PSTi8 inhibited the expression of lipogenic genes in the liver and attenuated bad cholesterol, SGOT, SGPT, and ALP in the serum. PSTi8 improved the liver morphology and attenuated collagen deposition. Subsequently, PSTi8 attenuated inflammatory M1-macrophages, CD8T, CD4T cells and increased anti-inflammatory M2 macrophages, T-reg and eosinophil populations in the liver. It also attenuated the expression of pro-inflammatory genes like Mcp1, Tnfα, and Il6. Apart from this, PSTi8 attenuated the oxidative stress marker, like ROS, and MDA and fibrosis marker α-SMA in the liver. It also decreased the apoptosis and ROS and MDA level in the liver.

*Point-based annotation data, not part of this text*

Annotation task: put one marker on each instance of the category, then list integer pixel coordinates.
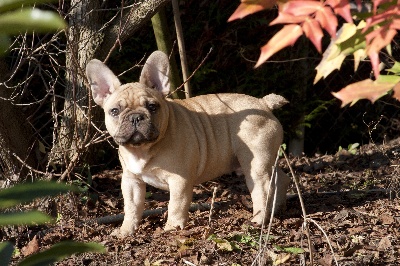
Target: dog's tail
(274, 101)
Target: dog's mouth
(137, 138)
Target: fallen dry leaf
(31, 247)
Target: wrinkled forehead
(131, 94)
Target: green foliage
(27, 218)
(60, 251)
(352, 148)
(22, 193)
(16, 17)
(27, 192)
(6, 252)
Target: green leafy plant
(23, 193)
(17, 17)
(351, 148)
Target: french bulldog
(177, 144)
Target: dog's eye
(114, 112)
(152, 107)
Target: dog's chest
(137, 166)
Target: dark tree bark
(15, 135)
(90, 37)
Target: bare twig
(181, 47)
(151, 213)
(194, 72)
(326, 236)
(305, 225)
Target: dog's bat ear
(155, 73)
(102, 81)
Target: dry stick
(194, 72)
(302, 206)
(151, 213)
(326, 236)
(181, 46)
(209, 229)
(260, 255)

Overall, these compressive studies revealed that PSTi8 exhibited beneficial effect on the liver of MCD-induced NASH mice by attenuating inflammation and oxidative stress.
胰抑制素是一种血糖异常激素,在多种代谢紊乱动物模型中会促进炎症和脂肪变性。本研究旨在确定胰抑制素抑制剂PSTi8对蛋氨酸和胆碱缺乏(MCD)诱导的非酒精性脂肪性肝炎(NASH)小鼠肝脏免疫代谢变化的影响。
采用蛋氨酸和胆碱缺乏(MCD)饮食诱导NASH。还检测了血清中的肝酶,如谷草转氨酶(SGOT)、谷丙转氨酶(SGPT)和碱性磷酸酶(ALP)以及血脂水平。此外,通过流式细胞仪对肝脏进行免疫表型分析。随后,分别进行苏木精和伊红染色、苦味酸天狼星红染色和Masson三色染色,以检查肝脏形态和胶原染色情况。通过酶联免疫吸附测定(ELISA)检测炎性细胞因子,通过逆转录聚合酶链反应(RT-PCR)检测基因表达。使用免疫组织化学和免疫荧光染色检测α-平滑肌肌动蛋白(α-SMA)的表达。
PSTi8抑制肝脏中脂肪生成基因的表达,并降低血清中坏胆固醇、SGOT、SGPT和ALP的水平。PSTi8改善了肝脏形态并减少了胶原沉积。随后,PSTi8减少了肝脏中炎性M1巨噬细胞、CD8T细胞、CD4T细胞,并增加了抗炎性M2巨噬细胞、调节性T细胞和嗜酸性粒细胞的数量。它还减少了促炎基因如单核细胞趋化蛋白1(Mcp1)、肿瘤坏死因子α(Tnfα)和白细胞介素6(Il6)的表达。除此之外,PSTi8降低了肝脏中的氧化应激标志物,如活性氧(ROS)和丙二醛(MDA)以及纤维化标志物α-SMA。它还降低了肝脏中的细胞凋亡以及ROS和MDA水平。
总体而言,这些综合研究表明,PSTi8通过减轻炎症和氧化应激,对MCD诱导的NASH小鼠的肝脏具有有益作用。